Но она знала: если Качков и в самом деле подойдет и о чем-нибудь спросит, она потеряется до немоты, до беспамятства. При нем она смущалась, краснела, мучительно стыдилась и своего «монашьего» пальто, и старенькой, сохранившейся еще от школьных лет, котиковой шапочки, и даже едва приметной хромоты своей стыдилась.

Павел был только немного старше Клавдии, но она почему-то робела перед ним и никак не могла хотя бы мысленно поставить его в один ряд с другими станционными парнями.

В конце концов она смутно поняла, что Павел, ничего для того не делая и, казалось, только стесняя ее и как бы дразня, властно вошел в ее жизнь.

Однажды он догнал Клавдию на Вокзальной улице и прошел с нею целый квартал. Он о чем-то говорил, спрашивал, а она отвечала путано, несуразно, и ненавидела себя, и боялась, что вот сейчас умрет со стыда.

И все-таки тот морозный день, когда улица из конца в конец светилась от солнца и снег протяжно скрипел под валенками, — тот день стократно повторялся потом в ее воображении, значительный, необыкновенный до замирания сердца.

Вот сегодня она во второй раз увиделась с ним с глазу на глаз, — и что же, собственно, случилось? Какое ей дело до Анны, той самой, которую он «целует» в телеграмме? И еще там дети… Его дети, должно быть… Его и этой Анны?

Клавдия фыркнула, зашагала быстрее. Скорее, скорее домой, чтоб укрыться от всех!

Издали увидела она бурый, высоко спиленный пень, — стоял он как раз напротив ворот усадьбы Суховых. Когда-то рос тут могучий дуб, ствол его распилен был и положен на матицы в двух домах кондуктора Сухова. А пень безжизненно затвердел, и мертвые его, узловатые корни, выступившие из-под земли, казалось, подернулись пеплом. Дети кондуктора хорошо знали дубовые матицы: на обеих темнела отметина — глубоко выжженный крест.

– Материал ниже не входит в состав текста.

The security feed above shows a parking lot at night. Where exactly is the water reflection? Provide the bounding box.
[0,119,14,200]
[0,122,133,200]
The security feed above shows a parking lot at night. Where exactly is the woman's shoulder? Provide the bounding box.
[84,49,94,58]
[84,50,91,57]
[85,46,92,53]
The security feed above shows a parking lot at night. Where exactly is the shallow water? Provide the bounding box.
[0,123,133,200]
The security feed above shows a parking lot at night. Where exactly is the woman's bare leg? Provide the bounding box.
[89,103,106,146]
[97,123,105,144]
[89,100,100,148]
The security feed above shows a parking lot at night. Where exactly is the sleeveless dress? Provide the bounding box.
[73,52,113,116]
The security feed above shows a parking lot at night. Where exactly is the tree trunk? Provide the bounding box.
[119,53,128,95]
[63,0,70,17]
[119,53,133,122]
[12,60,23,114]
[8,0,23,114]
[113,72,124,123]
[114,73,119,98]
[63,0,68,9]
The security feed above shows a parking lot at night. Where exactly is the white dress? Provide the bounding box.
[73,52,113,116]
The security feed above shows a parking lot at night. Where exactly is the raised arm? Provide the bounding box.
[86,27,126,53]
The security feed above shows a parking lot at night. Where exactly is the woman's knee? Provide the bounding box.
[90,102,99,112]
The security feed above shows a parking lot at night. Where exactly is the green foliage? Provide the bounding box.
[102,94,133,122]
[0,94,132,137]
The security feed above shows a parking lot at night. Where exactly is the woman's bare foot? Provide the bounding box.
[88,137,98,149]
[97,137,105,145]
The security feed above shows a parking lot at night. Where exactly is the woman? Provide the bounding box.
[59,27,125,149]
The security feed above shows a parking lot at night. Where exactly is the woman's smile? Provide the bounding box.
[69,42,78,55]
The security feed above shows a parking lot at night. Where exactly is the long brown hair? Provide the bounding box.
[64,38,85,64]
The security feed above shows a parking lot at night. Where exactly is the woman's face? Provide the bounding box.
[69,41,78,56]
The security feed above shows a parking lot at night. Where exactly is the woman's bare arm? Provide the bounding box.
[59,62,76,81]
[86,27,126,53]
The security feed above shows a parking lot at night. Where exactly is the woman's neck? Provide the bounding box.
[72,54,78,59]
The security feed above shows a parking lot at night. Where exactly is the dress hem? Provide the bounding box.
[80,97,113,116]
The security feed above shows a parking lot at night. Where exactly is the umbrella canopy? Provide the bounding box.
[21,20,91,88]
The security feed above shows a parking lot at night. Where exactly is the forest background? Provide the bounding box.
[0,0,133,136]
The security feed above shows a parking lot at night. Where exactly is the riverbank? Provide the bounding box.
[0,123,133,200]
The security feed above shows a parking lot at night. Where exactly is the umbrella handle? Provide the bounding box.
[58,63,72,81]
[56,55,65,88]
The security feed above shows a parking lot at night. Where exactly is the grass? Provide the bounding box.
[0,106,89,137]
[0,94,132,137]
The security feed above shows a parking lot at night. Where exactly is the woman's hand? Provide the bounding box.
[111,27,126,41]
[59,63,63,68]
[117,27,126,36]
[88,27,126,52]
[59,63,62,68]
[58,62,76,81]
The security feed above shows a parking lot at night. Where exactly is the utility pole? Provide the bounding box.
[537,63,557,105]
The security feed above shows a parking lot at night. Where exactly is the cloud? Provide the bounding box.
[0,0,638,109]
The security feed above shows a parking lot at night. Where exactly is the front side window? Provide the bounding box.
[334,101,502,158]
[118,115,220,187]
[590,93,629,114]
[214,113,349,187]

Клавдия открыла широкую, осевшую калитку. Пустынный, чисто выметенный двор встретил ее обычной тишиной. Черный пес звякнул цепью и проводил Клавдию круглыми, горячими глазами. Она остановилась на крыльце, откинула косу за плечо и насильно улыбнулась.

— Мне-то что за дело! — громко сказала она, укоряя себя и в то же время подбадривая.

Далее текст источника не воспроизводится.